Remembering How To Live

The real challenge is, and has always been, remembering how to live. ~Ian Mackenzie

This morning the thermometer on the back deck says -9 when I walk into the kitchen to feed the cats after rolling out of bed.  I haven’t been getting up in a very timely manner lately: No work schedule, the sun not rising until 7:50am, plus frigid temperatures means there’s not a lot of incentive for getting up early.  At some point, this will probably shift, but for now, it is what it is.  I’m trying not to fight with myself over the little things.

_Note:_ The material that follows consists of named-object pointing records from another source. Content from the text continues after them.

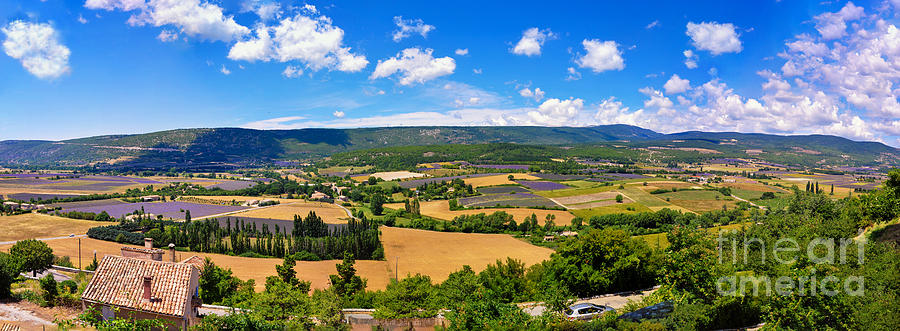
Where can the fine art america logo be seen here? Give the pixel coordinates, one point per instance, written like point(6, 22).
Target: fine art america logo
point(821, 253)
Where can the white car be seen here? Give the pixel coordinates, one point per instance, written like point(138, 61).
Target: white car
point(586, 311)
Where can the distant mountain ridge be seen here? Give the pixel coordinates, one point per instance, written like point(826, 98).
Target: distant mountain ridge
point(205, 146)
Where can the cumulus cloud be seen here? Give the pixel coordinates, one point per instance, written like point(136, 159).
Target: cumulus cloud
point(167, 36)
point(314, 42)
point(690, 59)
point(406, 28)
point(676, 85)
point(532, 41)
point(834, 25)
point(556, 112)
point(714, 37)
point(414, 65)
point(266, 10)
point(292, 72)
point(601, 56)
point(537, 94)
point(37, 47)
point(194, 18)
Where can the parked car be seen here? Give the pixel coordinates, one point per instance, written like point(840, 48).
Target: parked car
point(586, 311)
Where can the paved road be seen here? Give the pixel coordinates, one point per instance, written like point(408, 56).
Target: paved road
point(615, 301)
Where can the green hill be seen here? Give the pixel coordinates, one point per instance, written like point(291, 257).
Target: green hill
point(229, 147)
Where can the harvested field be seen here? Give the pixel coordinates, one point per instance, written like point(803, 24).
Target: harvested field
point(172, 209)
point(390, 175)
point(575, 191)
point(440, 209)
point(542, 185)
point(502, 189)
point(501, 179)
point(577, 199)
point(29, 226)
point(437, 254)
point(329, 212)
point(619, 208)
point(515, 200)
point(376, 272)
point(419, 182)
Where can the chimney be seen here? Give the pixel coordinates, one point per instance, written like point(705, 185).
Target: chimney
point(147, 282)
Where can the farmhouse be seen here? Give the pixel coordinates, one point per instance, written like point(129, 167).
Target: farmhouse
point(143, 286)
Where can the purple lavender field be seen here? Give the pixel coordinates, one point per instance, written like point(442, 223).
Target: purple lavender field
point(232, 185)
point(39, 196)
point(171, 209)
point(501, 166)
point(541, 185)
point(420, 182)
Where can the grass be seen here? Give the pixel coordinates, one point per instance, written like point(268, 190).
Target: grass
point(437, 254)
point(329, 212)
point(660, 241)
point(621, 208)
point(440, 209)
point(29, 226)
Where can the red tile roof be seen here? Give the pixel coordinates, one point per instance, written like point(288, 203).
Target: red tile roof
point(118, 281)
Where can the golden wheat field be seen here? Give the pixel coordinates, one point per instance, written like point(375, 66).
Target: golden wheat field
point(329, 212)
point(28, 226)
point(243, 267)
point(437, 254)
point(441, 209)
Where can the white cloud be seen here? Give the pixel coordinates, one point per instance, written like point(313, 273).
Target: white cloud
point(714, 37)
point(677, 85)
point(292, 72)
point(834, 25)
point(194, 18)
point(532, 41)
point(266, 10)
point(572, 74)
point(690, 59)
point(37, 47)
point(124, 5)
point(167, 36)
point(313, 41)
point(406, 28)
point(537, 94)
point(601, 56)
point(414, 65)
point(556, 112)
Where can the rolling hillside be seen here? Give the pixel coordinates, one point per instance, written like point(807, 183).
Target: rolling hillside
point(229, 147)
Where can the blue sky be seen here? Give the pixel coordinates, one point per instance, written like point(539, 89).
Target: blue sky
point(81, 68)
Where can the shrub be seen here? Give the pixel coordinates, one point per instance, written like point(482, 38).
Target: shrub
point(69, 286)
point(51, 291)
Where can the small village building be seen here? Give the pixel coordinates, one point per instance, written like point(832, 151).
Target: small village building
point(142, 286)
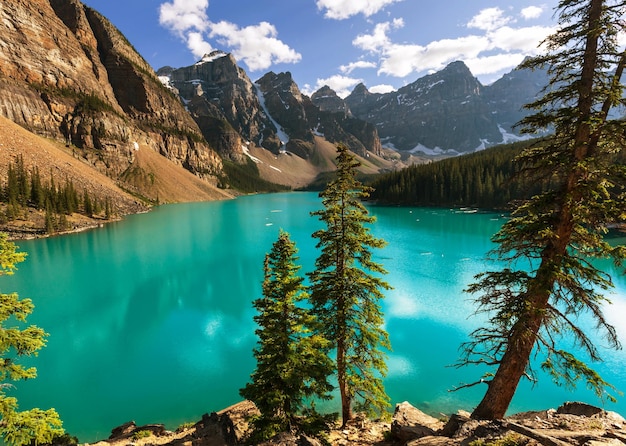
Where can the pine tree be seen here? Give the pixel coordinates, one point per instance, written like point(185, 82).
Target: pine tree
point(346, 296)
point(292, 362)
point(87, 205)
point(20, 427)
point(559, 231)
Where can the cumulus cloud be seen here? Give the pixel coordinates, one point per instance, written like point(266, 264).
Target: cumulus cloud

But this lack of routine is throwing me off balance, and sometimes I feel like I have forgotten how to live in the modern world of appointments, deadlines, meetings, phone calls, and quality assurance programs.

I feed the cats, switch on the coffee maker, and since my four year old is still in her room waking up while my spouse drinks his coffee, I figure I should head outside.  The sun is shining, there is no wind, and I am craving some fresh air, cold temps be damned.  I pull on my fleece-lined long underwear, don a hat and face-mask, add an extra scarf just in case and head down to the lake.  On a whim I grab my skate skis in the event that it looks like it might work to do a lap.

Sometimes, if the snow’s just right – not too much, packed down, no big bare ice patches – I can skate ski around the lake’s perimeter, and it’s almost like being on a groomed trail.  Almost.  Better than not skiing at all.  A practice in embracing what’s available just out the back door, anyway.

I get down to the dock, slip my feet into my ski boots, clip into my skis and push off.  And away I go.

The ice creaks and groans and cracks as I glide across the frozen white expanse, and the wind is bitter when I face it head on.  But my body is warm, my face basking in the sunlight and my lungs appreciative of the fresh air despite its frigid nature.  It is cold, but it is worth it to be out.

The sky is always vivid blue on days that are below zero and clear, and this morning is no exception.  There’s a vibrancy in the air, like little hints of the kind of anticipation that feels good, hanging in the air as I breathe in and out.  Time stands still as I reach the dock again after making my loop, and I sit down to change out of my ski boots.  I look up and see a grey fox’s tail disappear into the forest through a shimmer of sparkling white sunshine, and I remember that I know how to live.